L’aspetto disgregativo dell’ambito familiare denunciato da Camon è indubbiamente vero, ma mi pare un pò troppo strumentale non approfondirne le cause e soffermarsi sul "Papa che ha ragione". Ricordo a tutti il silenzio che ha circondato nei secoli gli orrori, altrettanto indubbiamente reali, interni alle nostre famiglie anche quando l’aspetto formale della struttura era cristallino.
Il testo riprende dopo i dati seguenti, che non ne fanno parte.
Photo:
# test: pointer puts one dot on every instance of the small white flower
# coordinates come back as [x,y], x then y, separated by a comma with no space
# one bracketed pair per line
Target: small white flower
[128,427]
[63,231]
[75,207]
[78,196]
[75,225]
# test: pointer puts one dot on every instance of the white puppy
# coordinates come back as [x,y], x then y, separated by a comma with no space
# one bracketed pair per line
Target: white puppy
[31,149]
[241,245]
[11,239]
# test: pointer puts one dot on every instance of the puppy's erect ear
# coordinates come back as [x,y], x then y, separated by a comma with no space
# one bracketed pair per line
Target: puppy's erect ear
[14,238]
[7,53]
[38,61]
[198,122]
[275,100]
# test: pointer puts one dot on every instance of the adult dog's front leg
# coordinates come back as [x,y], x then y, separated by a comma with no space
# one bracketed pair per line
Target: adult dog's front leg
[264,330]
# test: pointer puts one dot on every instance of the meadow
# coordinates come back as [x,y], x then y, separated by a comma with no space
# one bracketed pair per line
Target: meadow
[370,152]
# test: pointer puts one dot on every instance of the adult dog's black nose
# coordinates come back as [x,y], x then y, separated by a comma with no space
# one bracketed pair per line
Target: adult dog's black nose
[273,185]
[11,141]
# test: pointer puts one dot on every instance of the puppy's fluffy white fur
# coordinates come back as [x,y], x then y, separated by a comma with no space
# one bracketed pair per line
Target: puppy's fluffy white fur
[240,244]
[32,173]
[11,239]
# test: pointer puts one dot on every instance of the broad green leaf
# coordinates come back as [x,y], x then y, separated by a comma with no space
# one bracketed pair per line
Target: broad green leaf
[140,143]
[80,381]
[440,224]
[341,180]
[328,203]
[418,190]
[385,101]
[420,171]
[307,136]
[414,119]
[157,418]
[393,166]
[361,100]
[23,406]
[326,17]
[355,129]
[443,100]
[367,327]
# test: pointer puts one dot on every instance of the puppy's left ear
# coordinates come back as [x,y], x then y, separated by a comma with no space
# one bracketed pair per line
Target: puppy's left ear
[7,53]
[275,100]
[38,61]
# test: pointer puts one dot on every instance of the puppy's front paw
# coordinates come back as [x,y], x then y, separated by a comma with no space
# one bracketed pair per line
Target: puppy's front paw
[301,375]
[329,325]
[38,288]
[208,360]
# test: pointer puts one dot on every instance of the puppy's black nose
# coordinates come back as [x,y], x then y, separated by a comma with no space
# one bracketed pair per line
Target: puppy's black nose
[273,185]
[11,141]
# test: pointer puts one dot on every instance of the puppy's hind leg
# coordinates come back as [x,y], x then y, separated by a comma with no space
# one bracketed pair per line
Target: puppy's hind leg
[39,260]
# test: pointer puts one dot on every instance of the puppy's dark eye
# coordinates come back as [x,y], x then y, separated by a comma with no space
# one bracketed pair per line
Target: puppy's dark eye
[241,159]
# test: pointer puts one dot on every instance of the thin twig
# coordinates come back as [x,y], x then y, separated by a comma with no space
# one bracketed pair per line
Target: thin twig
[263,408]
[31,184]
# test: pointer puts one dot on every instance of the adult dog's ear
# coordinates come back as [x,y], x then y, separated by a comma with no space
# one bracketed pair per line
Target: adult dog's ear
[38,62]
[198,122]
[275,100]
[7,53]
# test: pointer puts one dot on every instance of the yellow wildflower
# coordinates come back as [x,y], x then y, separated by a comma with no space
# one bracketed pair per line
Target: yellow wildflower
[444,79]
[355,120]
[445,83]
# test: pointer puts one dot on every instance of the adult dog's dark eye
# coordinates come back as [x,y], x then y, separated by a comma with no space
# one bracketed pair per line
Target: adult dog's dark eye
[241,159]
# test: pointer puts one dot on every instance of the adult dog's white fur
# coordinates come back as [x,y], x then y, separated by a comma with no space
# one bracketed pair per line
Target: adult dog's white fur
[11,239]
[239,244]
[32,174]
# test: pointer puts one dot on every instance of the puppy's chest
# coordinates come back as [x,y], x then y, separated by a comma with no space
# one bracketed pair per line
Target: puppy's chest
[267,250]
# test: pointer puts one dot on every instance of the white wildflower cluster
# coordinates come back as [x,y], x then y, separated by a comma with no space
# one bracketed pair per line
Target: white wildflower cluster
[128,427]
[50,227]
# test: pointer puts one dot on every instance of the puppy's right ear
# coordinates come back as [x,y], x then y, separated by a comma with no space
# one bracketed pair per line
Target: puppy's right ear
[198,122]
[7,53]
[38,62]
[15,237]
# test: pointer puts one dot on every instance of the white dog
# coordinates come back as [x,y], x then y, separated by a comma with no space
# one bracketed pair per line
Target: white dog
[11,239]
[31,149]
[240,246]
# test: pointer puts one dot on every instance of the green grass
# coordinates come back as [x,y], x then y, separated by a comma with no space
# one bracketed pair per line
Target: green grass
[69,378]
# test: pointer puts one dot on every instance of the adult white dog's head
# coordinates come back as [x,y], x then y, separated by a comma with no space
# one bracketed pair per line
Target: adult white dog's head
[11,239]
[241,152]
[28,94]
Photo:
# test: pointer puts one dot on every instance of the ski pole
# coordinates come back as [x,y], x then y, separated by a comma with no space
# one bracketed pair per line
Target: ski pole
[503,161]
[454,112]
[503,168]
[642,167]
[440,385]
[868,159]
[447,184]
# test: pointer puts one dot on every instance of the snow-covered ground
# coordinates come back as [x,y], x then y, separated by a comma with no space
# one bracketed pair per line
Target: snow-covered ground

E’ anche vero che "il diritto personale all’amore" è cosa solo di oggi, e forse rientra in quel nugolo di libertà liberali che solo la società borghese e mercantile vorrebbe assicurare,in cambio di esistenze totalmente asservite al ciclo del consumo.
Su questo punto, però, la mia interrogazione personale è molto contrastata.

Dico pure che la famiglia allargata equivale spesso alla "morte della famiglia" – come era intitolato un disgustoso saggio dell’anti psichiatria.

Cerco di essere problematico, e mi dico che la famiglia tradizionale, come quella in cui sono cresciuto, era incentrata su obbiettivi produttivi: riuscire a offrire casa, cibo, salute ecc. a tutti i suoi componenti.
Pare che invece immediatamente dopo la consecuzione di questi risultati non ci fosse una crescita umana qualitativa, che senza quel minimo di svincolamento dalla fame non può avvenire, ma la formazione e crescita quantitativa del capitale economico.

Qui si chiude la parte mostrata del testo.